Validation of significant wave height from Jason-3 and Sentinel-3A/B and relation to tidal currents in coastal regions of the Korean Peninsula

Abstract

As climate change and oceanic warming have an increasing impact on coastal waves, accurate observation of satellite significant wave height (SWH) in coastal regions is becoming more important. In addition to the validation of satellite SWHs in the global ocean, the SWHs should also be validated in coastal regions for their diverse applications. In this study, the accuracy and error characteristics of altimeter SWH data, Jason-3 Geophysical Data Records Version D and Sentinel-3A/B Level-2 marine scientific products, were investigated using SWH measurements from 18 buoy stations in the coastal region of the Korean Peninsula from 2017 to 2019. Results showed that the Jason-3 and Sentinel-3A/B SWHs exhibited root mean square errors (RMSE) and bias errors of 0.59-1.60 m and 0.03-0.42 m, respectively. Cross-validation between Jason-3 and Sentinel-3A/B exhibited a consistency comparable to that of the global ocean. The spatial distribution of comparison between altimeter SWH and wave model data was similar to that obtained using altimeter SWH and in situ measurements.
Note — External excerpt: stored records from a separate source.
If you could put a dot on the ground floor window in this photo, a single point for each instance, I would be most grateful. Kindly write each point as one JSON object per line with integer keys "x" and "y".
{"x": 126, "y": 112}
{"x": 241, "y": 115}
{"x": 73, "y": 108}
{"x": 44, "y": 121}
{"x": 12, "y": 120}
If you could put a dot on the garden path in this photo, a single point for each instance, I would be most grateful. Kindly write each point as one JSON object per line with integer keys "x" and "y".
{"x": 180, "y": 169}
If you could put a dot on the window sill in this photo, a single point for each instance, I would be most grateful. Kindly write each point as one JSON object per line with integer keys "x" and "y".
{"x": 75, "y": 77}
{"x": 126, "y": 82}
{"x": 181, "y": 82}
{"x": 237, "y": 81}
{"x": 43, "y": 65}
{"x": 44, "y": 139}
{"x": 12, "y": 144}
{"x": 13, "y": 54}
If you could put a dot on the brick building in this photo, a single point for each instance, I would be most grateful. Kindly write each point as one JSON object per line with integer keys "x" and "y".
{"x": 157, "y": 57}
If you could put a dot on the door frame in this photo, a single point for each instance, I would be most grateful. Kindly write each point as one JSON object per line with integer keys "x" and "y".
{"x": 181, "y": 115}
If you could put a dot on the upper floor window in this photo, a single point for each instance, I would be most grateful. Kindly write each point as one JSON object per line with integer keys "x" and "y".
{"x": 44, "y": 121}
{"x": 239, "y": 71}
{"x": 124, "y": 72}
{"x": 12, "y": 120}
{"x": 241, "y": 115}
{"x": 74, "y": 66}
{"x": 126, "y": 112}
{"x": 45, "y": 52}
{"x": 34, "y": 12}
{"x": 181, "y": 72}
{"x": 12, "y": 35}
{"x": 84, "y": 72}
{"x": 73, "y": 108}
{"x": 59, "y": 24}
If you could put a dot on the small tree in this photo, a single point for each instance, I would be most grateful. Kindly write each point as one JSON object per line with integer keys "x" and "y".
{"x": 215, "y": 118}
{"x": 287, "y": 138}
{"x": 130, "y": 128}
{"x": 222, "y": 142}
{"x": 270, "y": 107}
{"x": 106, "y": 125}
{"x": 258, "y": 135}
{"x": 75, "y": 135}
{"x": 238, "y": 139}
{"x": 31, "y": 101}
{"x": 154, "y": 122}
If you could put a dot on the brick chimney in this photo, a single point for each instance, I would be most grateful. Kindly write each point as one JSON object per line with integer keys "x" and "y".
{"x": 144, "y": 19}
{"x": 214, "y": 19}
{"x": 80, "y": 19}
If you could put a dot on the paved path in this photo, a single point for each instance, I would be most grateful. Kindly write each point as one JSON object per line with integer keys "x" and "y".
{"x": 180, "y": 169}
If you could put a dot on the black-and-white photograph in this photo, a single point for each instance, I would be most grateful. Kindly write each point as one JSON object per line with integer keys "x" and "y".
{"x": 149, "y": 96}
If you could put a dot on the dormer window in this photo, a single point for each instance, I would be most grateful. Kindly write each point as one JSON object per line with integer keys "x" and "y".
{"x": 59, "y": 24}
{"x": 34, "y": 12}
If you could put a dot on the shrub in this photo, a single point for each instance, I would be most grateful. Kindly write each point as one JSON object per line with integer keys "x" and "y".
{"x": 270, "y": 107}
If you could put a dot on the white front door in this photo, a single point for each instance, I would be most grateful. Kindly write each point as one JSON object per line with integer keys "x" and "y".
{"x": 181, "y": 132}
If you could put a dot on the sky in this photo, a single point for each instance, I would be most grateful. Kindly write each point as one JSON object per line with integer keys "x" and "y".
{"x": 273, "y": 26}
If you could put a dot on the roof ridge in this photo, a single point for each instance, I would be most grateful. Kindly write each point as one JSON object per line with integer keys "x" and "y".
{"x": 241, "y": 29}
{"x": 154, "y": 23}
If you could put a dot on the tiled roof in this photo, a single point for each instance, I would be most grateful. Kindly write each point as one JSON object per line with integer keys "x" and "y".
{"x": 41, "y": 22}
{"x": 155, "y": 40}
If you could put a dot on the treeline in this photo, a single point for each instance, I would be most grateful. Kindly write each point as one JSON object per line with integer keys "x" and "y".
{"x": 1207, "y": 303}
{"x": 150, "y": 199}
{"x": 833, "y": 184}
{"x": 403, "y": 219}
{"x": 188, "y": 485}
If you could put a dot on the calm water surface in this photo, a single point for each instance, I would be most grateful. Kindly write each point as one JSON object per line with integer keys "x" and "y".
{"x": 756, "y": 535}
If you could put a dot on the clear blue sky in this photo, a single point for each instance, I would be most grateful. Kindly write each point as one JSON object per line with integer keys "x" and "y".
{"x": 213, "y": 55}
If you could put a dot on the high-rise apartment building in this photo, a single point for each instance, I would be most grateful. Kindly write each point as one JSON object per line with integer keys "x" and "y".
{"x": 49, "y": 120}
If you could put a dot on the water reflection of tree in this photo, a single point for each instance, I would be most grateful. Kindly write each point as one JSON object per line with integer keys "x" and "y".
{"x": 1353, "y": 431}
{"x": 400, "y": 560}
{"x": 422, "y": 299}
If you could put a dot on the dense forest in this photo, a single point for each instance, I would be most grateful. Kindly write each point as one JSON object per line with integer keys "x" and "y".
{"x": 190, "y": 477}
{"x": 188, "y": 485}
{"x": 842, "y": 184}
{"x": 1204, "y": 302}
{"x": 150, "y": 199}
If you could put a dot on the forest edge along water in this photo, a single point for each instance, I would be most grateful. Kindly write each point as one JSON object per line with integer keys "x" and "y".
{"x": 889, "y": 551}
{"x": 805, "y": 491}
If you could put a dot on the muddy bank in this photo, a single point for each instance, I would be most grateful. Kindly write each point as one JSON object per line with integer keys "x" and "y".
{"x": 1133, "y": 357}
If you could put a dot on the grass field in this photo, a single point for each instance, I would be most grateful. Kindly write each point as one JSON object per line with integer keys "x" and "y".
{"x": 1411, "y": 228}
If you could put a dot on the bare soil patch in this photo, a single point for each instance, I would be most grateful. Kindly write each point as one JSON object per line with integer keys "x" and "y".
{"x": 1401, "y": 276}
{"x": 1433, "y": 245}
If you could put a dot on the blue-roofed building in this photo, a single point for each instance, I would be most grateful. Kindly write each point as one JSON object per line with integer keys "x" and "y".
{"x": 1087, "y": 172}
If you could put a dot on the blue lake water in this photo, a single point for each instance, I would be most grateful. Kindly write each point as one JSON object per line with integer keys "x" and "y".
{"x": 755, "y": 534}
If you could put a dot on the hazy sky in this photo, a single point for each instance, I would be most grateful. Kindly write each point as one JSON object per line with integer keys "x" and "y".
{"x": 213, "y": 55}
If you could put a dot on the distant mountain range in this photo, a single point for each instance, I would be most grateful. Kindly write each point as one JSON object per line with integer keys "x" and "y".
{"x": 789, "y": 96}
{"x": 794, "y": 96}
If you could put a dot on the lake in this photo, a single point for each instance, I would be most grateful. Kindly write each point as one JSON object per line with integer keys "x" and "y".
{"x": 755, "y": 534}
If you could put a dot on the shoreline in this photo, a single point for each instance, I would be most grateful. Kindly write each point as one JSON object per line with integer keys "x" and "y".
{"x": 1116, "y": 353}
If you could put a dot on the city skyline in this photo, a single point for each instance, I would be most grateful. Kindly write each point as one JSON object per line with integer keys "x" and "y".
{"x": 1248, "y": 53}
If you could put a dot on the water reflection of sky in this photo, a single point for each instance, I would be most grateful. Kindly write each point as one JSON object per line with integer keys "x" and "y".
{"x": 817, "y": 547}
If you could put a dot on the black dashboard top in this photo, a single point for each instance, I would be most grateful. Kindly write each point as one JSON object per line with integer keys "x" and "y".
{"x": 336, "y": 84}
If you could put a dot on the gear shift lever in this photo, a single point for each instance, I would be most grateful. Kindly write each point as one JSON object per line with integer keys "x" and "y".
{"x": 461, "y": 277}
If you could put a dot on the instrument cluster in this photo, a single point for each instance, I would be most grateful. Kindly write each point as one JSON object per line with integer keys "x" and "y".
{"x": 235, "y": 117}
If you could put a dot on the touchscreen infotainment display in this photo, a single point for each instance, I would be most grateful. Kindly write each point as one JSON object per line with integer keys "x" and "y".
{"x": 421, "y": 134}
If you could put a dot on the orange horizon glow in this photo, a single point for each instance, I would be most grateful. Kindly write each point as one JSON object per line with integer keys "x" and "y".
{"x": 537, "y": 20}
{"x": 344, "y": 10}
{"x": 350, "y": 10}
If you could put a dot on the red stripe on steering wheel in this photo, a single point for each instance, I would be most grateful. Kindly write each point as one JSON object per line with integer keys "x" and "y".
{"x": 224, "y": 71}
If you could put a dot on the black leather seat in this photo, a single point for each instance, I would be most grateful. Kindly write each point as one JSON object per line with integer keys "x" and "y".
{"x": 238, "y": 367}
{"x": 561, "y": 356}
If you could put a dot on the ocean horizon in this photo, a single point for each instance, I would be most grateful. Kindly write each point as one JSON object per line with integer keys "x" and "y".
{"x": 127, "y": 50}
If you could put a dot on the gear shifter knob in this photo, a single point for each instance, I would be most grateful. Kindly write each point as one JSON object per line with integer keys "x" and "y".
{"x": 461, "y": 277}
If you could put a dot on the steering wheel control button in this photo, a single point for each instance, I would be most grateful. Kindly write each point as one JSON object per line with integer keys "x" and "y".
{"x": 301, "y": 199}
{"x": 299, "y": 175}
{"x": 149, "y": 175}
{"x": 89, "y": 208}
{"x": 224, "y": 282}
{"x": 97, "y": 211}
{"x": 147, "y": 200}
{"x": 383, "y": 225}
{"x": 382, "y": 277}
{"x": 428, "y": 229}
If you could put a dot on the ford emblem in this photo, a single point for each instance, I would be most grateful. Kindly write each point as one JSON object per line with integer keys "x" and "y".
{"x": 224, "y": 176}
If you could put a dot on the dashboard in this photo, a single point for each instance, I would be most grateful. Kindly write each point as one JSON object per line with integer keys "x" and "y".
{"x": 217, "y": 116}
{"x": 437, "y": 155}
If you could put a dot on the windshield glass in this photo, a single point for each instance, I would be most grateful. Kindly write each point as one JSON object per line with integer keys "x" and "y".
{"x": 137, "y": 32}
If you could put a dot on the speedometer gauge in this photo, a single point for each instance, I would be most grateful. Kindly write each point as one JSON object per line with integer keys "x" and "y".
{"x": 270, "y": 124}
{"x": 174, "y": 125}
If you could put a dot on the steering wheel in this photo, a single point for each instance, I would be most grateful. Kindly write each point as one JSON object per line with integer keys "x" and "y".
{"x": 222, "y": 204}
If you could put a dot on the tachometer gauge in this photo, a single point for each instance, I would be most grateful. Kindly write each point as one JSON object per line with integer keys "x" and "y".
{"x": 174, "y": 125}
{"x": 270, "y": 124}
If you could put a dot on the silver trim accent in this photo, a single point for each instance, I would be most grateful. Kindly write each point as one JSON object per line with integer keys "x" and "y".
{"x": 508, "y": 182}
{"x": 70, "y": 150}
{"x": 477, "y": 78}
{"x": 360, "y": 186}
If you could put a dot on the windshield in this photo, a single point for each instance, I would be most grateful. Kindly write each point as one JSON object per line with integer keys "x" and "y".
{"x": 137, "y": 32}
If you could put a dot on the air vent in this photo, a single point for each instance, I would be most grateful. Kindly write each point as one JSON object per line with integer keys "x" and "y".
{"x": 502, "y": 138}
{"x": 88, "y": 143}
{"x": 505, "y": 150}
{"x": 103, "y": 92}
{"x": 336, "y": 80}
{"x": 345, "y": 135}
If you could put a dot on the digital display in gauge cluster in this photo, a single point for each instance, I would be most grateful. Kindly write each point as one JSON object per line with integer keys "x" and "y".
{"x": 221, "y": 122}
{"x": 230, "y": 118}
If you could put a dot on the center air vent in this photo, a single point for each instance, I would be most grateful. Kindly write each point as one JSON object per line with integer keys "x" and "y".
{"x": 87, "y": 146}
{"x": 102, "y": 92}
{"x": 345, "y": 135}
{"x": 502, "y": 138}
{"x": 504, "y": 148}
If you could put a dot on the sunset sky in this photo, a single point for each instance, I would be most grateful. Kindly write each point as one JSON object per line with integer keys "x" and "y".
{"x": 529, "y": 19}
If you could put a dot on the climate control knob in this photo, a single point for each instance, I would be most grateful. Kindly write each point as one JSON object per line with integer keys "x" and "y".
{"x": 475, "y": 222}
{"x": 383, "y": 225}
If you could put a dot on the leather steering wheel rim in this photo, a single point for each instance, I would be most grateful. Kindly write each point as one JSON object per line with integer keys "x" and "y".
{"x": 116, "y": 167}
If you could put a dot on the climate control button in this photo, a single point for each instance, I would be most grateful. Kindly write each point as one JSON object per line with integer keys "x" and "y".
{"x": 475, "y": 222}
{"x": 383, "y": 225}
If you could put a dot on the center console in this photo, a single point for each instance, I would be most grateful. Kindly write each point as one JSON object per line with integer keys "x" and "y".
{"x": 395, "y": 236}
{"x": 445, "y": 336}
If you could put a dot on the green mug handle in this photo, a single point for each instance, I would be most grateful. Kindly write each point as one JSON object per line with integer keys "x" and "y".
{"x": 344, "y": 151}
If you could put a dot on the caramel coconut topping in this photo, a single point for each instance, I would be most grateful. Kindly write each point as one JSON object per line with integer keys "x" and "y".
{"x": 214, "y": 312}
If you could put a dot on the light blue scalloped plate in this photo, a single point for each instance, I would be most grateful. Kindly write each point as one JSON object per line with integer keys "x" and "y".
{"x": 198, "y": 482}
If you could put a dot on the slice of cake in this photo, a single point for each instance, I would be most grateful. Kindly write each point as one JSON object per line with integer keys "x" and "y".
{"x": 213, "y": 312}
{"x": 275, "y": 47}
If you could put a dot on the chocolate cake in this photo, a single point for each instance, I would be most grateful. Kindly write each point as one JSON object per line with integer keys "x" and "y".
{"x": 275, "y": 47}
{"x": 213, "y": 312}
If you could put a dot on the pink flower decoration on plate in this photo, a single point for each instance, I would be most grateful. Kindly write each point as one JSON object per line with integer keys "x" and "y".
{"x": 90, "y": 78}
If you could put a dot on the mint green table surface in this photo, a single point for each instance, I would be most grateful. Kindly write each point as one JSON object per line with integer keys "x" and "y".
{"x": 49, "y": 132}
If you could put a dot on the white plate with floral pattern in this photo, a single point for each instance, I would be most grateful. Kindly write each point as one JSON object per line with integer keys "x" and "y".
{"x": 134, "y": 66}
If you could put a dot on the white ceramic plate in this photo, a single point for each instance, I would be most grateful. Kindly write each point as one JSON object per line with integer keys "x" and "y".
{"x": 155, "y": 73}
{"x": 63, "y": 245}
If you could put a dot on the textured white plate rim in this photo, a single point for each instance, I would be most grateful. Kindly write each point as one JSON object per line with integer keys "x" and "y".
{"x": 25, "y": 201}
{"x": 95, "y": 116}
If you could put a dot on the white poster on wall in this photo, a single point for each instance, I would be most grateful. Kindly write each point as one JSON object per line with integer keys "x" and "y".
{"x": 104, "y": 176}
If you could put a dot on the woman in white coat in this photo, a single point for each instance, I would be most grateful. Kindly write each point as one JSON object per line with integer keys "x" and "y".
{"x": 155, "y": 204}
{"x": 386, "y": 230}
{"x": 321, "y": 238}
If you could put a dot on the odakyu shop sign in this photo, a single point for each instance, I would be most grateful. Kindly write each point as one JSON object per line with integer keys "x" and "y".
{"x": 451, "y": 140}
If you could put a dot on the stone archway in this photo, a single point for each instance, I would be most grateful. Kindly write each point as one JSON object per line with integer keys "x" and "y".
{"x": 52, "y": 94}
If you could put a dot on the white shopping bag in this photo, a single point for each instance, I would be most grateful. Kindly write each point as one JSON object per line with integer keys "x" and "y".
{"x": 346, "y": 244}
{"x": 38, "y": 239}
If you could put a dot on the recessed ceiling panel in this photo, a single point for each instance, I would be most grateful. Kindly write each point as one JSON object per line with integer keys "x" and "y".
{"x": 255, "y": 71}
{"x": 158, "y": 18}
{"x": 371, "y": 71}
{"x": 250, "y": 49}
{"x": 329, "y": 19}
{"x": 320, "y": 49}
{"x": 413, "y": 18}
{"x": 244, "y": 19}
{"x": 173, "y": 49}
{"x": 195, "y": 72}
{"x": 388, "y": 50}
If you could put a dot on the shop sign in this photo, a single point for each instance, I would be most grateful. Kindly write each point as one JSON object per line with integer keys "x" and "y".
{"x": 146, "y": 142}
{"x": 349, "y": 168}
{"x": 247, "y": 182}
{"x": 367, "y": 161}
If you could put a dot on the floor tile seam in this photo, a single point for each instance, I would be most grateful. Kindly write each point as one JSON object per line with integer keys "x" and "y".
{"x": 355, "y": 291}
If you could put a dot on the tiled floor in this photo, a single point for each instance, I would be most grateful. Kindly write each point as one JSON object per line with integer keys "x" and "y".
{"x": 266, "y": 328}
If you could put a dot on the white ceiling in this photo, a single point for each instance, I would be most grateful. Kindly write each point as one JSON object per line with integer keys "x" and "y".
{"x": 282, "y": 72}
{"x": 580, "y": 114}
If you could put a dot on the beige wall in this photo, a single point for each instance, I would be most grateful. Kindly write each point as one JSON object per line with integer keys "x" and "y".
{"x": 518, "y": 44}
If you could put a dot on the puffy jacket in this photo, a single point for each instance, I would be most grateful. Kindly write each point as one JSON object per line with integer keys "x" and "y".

Validation of altimeter SWH from the buoy stations yielded the highest error in the southwestern coastal region of the Korean Peninsula, with high tidal currents in the Yellow Sea. The stronger the tidal current speed, the more amplified the satellite SWH errors. The SWH differences exhibited a high dependence on the tidal index, including the elements of tidal current speed, water depth, and tide height. A relationship was found between the tidal index and the altimeter SWH differences from the in situ measurements. Based on this relation, formulas were proposed to reduce satellite SWH errors due to tidal currents in the coastal regions of the Korean Peninsula. For the matchups with tidal index less than 2, RMSE and bias errors of each satellite sensor were improved by up to 14.25% (0.28 m) and 94.40% (0.84 m), respectively.